While there’s no true-to-form organized disbursement within CHOP, some of what the post from the Twitter account noted is actually true – many people are concurring that people are just kind of dropping off from the occupied area.

Independent journalist Omari Salisbury reiterated that note, as he’s been covering the CHOP/CHAZ area and development since it’s inception:

“No, the CHOP is not shut down. The numbers are highly reduced, but people are here.”

Whether the CHOP occupiers are leaving voluntarily or not, Seattle Mayor Jenny Durkan stated on June 22nd that the city is going to be ending the occupation:

“It’s time for people to go home. It’s time for us to restore Cal Anderson and Capitol Hill so it can be a vibrant part of the community.”

While she said that police would not be involved in the initial disbursement of people present, she noted that “additional steps” would be enacted for those who decided to stay despite being told to leave.

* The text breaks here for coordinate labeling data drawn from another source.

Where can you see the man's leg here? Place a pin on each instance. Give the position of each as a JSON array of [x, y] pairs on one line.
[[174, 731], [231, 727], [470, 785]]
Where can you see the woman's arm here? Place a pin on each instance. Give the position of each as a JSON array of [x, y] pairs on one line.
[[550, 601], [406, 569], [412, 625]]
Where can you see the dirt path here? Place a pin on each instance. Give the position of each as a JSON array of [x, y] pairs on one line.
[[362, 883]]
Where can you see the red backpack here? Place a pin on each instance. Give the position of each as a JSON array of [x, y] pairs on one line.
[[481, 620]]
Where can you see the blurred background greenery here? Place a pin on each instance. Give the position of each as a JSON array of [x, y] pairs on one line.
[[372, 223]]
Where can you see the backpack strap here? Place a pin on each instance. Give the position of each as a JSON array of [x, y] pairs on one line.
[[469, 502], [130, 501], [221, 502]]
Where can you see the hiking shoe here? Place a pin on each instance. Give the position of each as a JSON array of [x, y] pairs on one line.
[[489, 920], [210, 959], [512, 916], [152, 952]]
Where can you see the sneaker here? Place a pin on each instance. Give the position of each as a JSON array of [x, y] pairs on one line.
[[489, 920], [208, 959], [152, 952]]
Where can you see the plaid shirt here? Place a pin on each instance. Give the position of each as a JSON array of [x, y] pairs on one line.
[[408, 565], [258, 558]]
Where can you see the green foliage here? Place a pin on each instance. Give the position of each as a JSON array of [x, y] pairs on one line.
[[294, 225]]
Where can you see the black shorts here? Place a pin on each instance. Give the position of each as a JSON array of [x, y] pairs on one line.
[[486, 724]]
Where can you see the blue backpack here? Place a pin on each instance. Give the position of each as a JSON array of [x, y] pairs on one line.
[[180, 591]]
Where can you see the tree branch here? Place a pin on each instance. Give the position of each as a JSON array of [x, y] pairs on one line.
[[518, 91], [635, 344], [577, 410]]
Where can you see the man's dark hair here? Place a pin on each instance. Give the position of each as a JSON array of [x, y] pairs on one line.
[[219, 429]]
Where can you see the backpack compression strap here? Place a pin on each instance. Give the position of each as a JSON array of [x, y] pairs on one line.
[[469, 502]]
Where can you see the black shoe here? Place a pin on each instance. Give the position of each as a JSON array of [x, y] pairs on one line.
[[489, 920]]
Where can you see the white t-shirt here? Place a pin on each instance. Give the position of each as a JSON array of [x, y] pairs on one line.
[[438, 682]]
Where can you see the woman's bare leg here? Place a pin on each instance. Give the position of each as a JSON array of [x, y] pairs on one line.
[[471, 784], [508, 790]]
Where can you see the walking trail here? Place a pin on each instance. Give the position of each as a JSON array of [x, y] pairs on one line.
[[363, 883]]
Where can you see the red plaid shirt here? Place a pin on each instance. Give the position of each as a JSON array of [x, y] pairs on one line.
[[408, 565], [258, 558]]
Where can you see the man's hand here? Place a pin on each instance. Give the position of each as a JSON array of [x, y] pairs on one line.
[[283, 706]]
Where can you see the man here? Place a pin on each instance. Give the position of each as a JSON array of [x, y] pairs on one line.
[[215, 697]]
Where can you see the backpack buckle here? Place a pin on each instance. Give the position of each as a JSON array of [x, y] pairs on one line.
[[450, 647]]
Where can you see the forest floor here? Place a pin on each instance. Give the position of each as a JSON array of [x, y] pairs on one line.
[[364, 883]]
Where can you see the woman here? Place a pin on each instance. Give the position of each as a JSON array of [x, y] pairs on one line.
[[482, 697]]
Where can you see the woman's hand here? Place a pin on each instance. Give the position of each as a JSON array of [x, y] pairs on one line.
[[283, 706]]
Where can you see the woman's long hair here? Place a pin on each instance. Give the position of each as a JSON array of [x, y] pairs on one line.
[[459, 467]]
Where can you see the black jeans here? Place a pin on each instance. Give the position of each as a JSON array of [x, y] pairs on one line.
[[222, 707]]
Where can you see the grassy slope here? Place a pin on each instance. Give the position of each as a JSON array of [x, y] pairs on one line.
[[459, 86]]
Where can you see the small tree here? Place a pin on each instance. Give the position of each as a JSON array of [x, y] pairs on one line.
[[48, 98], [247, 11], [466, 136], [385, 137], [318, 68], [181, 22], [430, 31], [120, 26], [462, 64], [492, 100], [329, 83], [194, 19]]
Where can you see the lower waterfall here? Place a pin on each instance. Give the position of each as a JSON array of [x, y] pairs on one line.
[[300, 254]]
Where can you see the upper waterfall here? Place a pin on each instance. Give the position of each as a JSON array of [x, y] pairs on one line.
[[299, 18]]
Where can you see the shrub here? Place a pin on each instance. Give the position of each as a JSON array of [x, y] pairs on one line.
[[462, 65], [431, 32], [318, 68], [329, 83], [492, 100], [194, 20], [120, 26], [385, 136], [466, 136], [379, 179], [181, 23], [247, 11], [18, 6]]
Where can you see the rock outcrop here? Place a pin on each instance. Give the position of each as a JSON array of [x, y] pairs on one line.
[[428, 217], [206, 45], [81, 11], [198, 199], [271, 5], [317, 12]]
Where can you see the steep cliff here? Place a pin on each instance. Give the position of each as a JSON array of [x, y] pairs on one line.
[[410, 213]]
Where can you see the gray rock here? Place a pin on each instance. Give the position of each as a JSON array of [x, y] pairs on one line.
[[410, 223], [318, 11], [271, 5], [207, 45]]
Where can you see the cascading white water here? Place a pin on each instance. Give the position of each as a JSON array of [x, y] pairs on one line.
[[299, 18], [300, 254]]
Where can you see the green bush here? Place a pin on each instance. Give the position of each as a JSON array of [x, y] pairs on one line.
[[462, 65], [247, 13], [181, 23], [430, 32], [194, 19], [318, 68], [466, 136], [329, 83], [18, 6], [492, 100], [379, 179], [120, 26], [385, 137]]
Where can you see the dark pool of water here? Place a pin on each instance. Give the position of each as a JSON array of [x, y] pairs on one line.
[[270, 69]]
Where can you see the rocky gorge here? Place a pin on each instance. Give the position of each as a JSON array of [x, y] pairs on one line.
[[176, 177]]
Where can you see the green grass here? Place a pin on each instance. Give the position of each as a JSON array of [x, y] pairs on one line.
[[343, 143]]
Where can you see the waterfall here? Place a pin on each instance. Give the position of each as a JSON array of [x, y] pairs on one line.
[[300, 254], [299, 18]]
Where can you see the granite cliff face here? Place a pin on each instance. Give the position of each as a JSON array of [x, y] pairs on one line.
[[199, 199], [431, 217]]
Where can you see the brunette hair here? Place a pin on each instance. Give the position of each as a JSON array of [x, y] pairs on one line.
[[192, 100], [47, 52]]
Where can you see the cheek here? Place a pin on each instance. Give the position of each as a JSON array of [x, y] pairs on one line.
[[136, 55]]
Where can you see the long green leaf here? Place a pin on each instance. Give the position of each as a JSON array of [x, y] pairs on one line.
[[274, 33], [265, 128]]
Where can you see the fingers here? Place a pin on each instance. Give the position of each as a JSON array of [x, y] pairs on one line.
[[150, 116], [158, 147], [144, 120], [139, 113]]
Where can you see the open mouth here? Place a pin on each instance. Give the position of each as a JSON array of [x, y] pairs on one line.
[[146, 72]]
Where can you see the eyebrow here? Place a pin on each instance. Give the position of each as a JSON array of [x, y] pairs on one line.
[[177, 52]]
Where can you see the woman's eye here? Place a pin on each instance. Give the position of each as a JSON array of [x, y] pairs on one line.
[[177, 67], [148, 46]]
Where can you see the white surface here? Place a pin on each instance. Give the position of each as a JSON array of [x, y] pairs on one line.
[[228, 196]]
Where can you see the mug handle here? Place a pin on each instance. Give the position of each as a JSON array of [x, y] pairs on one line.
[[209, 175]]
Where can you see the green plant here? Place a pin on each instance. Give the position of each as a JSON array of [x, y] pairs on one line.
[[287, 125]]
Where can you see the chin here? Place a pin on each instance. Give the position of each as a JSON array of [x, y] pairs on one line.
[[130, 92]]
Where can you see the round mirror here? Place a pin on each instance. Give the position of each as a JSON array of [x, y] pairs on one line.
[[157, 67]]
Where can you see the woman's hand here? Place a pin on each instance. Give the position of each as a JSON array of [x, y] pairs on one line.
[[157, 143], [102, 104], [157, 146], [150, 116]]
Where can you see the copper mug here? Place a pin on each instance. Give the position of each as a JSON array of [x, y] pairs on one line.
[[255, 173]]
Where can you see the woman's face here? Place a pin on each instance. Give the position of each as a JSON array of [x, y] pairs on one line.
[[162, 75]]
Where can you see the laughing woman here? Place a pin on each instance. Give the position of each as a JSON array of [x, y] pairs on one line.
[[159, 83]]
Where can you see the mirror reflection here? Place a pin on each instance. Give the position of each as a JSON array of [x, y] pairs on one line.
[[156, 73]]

Even if the mayor does enlist the assistance of police to clear the area when planned, the city council ruled on June 15th that police are no longer allowed to use tear gas in Seattle.

This has Seattle Police Chief Carmen Best rather concerned:

“No one, especially the officers, wants to be in a situation where the only options left to us ends up being our batons or our guns. Neither of which is the appropriate response to the situation we’re seeing on the Hill.”

Sounds like police, if called to the area, are going to be caught between a rock and a hard place.